- Omarov in 2020

Minister of Agriculture
- In office 25 February 2019 – 10 July 2021
- President: Nursultan Nazarbayev Kassym-Jomart Tokayev
- Prime Minister: Askar Mamin
- Preceded by: Umirzak Shukeyev
- Succeeded by: Erbol Qaraşukeev (Acting)

Member of the Mäjilis
- In office 20 March 2016 – 25 February 2019

Personal details
- Born: 5 May 1968 (age 58) Otrabat [kk; ru], Kazakh SSR, Soviet Union
- Party: Nur Otan
- Spouse: Ainur Dauletberdieva
- Children: 3
- Education: Plekhanov Russian University of Economics KAZGUU University

Military service
- Allegiance: Soviet Union
- Branch/service: Soviet Army
- Years of service: 1986–1988

= Saparhan Omarov =

Kazakh politician (born 1968)

Saparhan Kesıkbaiūly Omarov (Сапархан Кесікбайұлы Омаров; born 5 May 1968) is a Kazakh politician who served as the Minister of Agriculture from 2019 to 2021. Prior to that, he served as the member of the Mäjilis from 2016 to 2019 and Vice Minister of Agriculture from 2014 to 2016.

== Biography ==

=== Early life and career ===
Omarov was born at a railway station in the village of Utrabat. From 1986 to 1988, he served in the Soviet Army. In 1995 Omarov graduated from the Plekhanov Russian University of Economics with a degree in economics. In 2001 he graduated from the KAZGUU University with a degree in law.

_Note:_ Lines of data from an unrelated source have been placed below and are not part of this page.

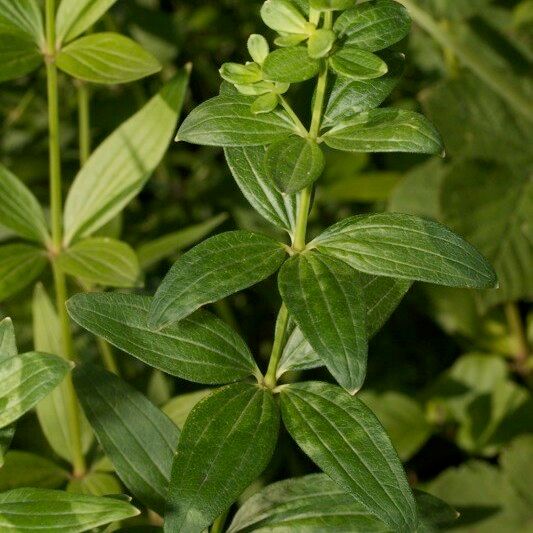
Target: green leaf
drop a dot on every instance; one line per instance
(229, 121)
(76, 16)
(248, 168)
(325, 300)
(290, 65)
(214, 269)
(385, 130)
(406, 247)
(373, 25)
(102, 261)
(349, 97)
(294, 163)
(150, 253)
(227, 442)
(200, 348)
(342, 436)
(19, 209)
(311, 504)
(57, 511)
(24, 469)
(357, 64)
(118, 169)
(137, 437)
(25, 380)
(20, 264)
(107, 58)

From 1995 to 1996, Omarov was a specialist and the head of the department of the National Commission of Kazakhstan. In 2001 he became the head of department of the Food Contract Corporation CJSC. From 2001 to 2006 he served as the company's director of the Department and the Managing Director. In 2006 Omarov became the Vice President of Food Contract Corporation JSC. From 2007 to 2008 he served as the deputy head of the Household Management Department of the Parliament at the Office of the President of Kazakhstan. In 2008 Omarov became the state inspector of the Department of State Control and Territorial Organizational Work of the Administration of the President. From 2011 to 2014 he was a member of the Accounts Committee for Control over Execution of the Republican Budget.

=== Political career ===
On 1 April 2014, Omarov was appointed as the Vice Minister of Agriculture of Kazakhstan. He served that position until he became the member of the Mäjilis shortly after the 2016 legislative elections.

On 25 February 2019, Omarov was appointed as the Minister of Agriculture after the previous government was dismissed. On 10 July 2021, President Kassym-Jomart Tokayev called for resignation of Omarov, citing his failure in dealing with a drought which severely affected the Mangystau and Kyzylorda regions that resulted in deaths of cattle and the inflated prices for livestock products. That same day under a presidential decree, Omarov was relieved from his post. From there, he was subsequently replaced by Erbol Qaraşukeev whom became an acting Agriculture Minister.

== Awards and titles ==

- 2020 (December 3) — Order of Parasat;
- 2013 — Order of Kurmet;
- 2008 — Honorary Citizen of the city of Turkestan;
- 2010 — Awarded with a graceful letter of the Republic of Kazakhstan.

=== Public anniversary medals ===

- 2001 — Medal "10 years of independence of the Republic of Kazakhstan";
- 2004 — Medal "50 year of Celine";
- 2008 — Medal "10 years of Astana";
- 2011 — Medal "20 years of independence of the Republic of Kazakhstan"
- 2016 — Medal "25 years of independence of the Republic of Kazakhstan"
- 2018 — Medal "20 years of Astana".